Importer des prêtres étrangers ?
UCA News a publié un article en cette fin avril sous le titre provocateur de « Importer des prêtres étrangers ? » . UCA News est une agence d’informations catholiques en anglais. On sait que l’anglais est la langue de communication en Asie, et en quelque sorte la langue internationale de l’Eglise catholique en Asie. C’est dire que cet article qui passe en revue le départ de prêtres diocésains de pays en développement vers des pays développés (surtout l’Europe occidentale, l’Amérique du nord et l’Australie) est très lu en Inde, au Viet Nam et aux Philippines, trois pays très pourvoyeurs de prêtres qui exercent leur ministère hors de leur diocèse d’origine.
L’article est assez critique sur cette pratique de prêtres en dehors de leur pays. Sauf s’il s’agit de prêtres « missionnaires ». Mais tous les prêtres fidei donum sont-ils vraiment missionnaires ?
Avril 2018 : le pape François a ordonné onze nouveaux prêtres pour le diocèse de Rome. Lors d’une messe à St Pierre pour le 4e dimanche de Pâques, connu sous le nom de dimanche du Bon Pasteur, le pape a ordonné en plus cinq prêtres pour divers ordres religieux.
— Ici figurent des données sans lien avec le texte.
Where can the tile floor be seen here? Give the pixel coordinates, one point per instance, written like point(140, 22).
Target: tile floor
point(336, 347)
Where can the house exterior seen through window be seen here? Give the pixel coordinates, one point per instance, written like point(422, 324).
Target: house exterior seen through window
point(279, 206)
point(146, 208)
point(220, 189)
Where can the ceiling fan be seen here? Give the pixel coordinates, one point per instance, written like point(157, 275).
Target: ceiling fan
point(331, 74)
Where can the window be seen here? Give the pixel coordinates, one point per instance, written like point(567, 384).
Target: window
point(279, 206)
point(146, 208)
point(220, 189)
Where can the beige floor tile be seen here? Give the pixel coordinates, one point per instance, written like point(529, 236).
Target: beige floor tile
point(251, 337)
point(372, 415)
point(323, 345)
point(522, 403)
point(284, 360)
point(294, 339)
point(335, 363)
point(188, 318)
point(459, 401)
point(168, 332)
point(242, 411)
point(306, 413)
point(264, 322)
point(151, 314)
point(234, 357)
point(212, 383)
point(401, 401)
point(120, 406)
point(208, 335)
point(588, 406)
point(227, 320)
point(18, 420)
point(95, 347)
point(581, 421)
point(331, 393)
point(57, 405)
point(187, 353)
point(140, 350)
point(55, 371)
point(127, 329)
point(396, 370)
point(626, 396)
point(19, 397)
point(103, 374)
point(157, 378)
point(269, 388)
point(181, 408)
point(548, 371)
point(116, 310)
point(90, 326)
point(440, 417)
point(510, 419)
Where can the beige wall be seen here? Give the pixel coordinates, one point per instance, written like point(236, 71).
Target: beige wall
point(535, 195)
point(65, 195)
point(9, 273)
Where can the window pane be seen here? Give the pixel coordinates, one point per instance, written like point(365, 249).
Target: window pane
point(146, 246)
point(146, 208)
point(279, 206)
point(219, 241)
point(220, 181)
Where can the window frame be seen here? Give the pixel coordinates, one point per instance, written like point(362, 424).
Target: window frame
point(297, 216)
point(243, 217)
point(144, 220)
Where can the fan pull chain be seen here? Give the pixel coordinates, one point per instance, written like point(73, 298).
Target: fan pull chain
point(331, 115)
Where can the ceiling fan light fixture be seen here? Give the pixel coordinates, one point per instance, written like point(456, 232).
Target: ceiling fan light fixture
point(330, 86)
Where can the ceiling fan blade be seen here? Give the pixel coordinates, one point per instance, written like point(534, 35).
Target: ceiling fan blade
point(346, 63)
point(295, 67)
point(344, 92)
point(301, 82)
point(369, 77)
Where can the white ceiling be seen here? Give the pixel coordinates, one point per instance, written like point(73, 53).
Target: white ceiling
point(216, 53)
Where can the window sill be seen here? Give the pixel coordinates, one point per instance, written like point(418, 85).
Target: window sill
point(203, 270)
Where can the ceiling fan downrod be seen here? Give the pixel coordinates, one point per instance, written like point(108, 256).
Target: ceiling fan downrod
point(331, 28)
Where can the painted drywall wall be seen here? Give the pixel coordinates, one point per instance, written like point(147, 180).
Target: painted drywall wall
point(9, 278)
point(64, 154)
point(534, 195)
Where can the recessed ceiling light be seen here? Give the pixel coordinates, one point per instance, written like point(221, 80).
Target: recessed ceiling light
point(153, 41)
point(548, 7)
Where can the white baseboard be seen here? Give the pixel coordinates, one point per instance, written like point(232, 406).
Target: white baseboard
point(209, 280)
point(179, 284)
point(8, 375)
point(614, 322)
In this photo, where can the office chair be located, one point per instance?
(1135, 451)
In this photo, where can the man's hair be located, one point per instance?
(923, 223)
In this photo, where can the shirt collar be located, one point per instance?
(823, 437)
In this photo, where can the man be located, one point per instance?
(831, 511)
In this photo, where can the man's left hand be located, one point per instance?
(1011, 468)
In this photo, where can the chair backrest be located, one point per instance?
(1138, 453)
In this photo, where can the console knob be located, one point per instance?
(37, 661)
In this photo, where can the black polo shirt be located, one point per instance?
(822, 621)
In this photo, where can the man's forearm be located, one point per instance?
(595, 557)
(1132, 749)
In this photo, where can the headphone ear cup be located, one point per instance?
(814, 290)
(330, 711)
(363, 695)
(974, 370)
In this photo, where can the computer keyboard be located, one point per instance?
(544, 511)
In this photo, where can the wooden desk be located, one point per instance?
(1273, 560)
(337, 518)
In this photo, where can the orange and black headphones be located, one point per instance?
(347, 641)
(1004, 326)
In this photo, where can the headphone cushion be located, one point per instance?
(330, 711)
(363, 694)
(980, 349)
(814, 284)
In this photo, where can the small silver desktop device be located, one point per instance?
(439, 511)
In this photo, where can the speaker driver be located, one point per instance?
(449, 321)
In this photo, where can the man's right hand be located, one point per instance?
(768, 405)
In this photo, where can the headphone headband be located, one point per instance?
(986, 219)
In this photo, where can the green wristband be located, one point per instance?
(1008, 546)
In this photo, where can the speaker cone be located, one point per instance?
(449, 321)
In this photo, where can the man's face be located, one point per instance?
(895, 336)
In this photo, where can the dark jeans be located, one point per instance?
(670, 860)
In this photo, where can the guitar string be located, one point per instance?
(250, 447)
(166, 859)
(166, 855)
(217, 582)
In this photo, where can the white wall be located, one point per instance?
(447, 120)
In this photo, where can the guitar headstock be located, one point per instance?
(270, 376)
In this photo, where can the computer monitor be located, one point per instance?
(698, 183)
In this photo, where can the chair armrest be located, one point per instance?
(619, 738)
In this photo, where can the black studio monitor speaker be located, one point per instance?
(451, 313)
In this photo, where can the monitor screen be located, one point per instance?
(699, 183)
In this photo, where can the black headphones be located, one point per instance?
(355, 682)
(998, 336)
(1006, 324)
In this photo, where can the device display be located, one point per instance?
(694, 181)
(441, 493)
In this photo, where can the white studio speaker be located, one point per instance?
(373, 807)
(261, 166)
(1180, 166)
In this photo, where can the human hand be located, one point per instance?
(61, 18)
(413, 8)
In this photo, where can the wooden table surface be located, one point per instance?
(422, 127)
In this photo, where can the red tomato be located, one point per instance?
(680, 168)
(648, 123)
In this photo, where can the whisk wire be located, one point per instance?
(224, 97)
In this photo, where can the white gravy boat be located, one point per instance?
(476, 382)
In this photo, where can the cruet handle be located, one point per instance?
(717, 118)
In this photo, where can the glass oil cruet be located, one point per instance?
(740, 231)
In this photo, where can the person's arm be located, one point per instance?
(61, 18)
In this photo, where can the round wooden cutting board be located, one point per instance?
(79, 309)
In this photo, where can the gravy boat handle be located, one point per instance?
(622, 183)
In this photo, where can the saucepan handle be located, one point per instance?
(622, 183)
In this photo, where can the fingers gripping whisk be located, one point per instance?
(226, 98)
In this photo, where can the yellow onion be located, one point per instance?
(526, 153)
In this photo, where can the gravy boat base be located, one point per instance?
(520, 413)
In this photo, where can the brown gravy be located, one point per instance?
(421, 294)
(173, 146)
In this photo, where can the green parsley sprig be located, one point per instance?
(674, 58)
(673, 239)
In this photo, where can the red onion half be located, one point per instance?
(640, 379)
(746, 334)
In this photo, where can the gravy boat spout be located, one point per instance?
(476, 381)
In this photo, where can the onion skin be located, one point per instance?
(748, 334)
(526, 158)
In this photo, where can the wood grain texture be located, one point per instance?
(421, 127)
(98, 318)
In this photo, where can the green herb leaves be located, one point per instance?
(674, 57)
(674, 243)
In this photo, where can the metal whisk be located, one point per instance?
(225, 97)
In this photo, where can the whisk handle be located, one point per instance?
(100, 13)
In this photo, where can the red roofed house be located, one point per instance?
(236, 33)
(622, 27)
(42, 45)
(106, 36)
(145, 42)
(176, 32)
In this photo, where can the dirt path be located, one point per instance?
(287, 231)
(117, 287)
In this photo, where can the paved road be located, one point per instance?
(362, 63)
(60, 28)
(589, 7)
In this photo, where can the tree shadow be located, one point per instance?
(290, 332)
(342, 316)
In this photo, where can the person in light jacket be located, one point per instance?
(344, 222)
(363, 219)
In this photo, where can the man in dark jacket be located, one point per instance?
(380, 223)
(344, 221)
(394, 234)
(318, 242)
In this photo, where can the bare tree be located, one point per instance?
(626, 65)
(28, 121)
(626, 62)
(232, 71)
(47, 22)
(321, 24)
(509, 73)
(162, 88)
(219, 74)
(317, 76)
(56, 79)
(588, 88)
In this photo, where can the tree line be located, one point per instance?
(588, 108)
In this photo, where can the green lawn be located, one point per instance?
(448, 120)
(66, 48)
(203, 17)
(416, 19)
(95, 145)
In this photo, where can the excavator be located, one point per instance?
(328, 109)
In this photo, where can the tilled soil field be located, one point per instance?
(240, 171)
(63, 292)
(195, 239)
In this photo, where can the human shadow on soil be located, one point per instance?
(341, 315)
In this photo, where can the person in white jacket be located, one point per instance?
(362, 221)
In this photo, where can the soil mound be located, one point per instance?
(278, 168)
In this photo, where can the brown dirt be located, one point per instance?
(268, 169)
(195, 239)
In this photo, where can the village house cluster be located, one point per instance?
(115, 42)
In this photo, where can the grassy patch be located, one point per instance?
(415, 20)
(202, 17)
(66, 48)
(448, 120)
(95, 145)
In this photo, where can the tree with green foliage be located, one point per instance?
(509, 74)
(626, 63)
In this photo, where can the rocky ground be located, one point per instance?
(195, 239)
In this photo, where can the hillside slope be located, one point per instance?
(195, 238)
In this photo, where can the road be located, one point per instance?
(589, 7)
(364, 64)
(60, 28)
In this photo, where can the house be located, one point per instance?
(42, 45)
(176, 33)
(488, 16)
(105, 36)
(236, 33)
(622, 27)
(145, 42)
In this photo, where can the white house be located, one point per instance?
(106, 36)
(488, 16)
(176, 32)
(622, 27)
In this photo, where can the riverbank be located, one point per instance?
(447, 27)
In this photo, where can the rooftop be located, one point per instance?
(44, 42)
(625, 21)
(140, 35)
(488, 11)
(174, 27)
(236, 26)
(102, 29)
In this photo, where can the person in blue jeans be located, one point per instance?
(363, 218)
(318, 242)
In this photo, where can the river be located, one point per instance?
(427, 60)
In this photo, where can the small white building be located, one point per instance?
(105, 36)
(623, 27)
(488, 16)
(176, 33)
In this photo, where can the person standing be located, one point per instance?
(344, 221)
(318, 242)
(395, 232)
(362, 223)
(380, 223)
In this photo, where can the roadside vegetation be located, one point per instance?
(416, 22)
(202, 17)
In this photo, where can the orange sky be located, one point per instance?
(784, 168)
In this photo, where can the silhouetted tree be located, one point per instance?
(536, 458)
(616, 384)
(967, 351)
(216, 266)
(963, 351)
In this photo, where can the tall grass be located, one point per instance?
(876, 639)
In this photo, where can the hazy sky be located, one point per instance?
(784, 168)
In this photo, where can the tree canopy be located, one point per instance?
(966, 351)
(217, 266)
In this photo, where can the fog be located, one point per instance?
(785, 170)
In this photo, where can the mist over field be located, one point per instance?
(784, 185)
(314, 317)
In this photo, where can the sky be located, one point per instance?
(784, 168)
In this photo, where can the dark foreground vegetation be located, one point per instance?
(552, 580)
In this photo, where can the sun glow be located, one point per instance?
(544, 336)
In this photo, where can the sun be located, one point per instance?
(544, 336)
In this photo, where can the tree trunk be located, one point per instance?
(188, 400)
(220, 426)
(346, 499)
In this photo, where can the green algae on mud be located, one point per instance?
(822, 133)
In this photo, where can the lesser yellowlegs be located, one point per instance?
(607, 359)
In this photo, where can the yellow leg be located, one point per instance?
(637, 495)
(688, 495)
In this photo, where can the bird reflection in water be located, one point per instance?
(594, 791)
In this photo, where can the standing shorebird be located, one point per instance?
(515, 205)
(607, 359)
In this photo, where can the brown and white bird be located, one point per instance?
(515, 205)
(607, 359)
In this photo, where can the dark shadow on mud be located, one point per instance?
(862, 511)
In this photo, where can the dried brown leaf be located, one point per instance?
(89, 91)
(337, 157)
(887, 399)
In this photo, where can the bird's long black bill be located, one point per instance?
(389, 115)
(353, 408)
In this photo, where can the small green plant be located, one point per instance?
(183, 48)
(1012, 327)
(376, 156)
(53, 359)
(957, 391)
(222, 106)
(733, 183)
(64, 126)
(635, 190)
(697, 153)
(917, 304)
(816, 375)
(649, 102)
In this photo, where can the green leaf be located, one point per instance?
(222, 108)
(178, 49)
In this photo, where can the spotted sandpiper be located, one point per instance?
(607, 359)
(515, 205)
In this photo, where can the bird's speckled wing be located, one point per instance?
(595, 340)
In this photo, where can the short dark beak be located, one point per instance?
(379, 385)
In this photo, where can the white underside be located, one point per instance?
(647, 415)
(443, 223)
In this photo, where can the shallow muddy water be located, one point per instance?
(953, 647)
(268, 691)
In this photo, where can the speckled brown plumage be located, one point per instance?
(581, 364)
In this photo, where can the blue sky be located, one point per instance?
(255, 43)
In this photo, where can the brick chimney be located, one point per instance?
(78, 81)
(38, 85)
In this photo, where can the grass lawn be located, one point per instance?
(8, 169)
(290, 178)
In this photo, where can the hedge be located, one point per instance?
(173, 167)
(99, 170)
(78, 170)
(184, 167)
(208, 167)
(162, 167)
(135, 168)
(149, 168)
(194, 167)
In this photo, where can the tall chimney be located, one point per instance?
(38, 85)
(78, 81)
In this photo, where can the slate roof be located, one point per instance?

Mais seulement 5 des 11 nouveaux prêtres sont italiens, ayant fait leur formation au grand séminaire diocésain. Les six autres qui seront incardinés dans le diocèse du pape, sont des non-Italiens. Ils sont membres du chemin néo-catéchuménal. Ils se sont préparés au ministère au séminaire Redemptoris Mater. Ils seront sans doute envoyés à l’étranger pour servir dans l’une des multiples paroisses ou formes d’apostolat missionnaire de cette société. La messe d’ordination s’est tenue à l’occasion de la 55e journée mondiale de prière pour les vocations. Dans un message publié antérieurement pour cette occasion, le pape François disait : « Chacun de nous est appelé –que ce soit pour une vie laïque dans le mariage, pour une vis de prêtre ordonné, ou pour une vie de consécration spéciale – dans le but de devenir un témoin du Seigneur, ici et maintenant ».
En bref, le pape a insisté sur les diverses vocations chrétiennes. Mais il n’a pas dit un mot sur ce que chacun de nos jours reconnait comme une crise réelle des vocations dans l’Eglise, spécialement en ce qui concerne la prêtrise.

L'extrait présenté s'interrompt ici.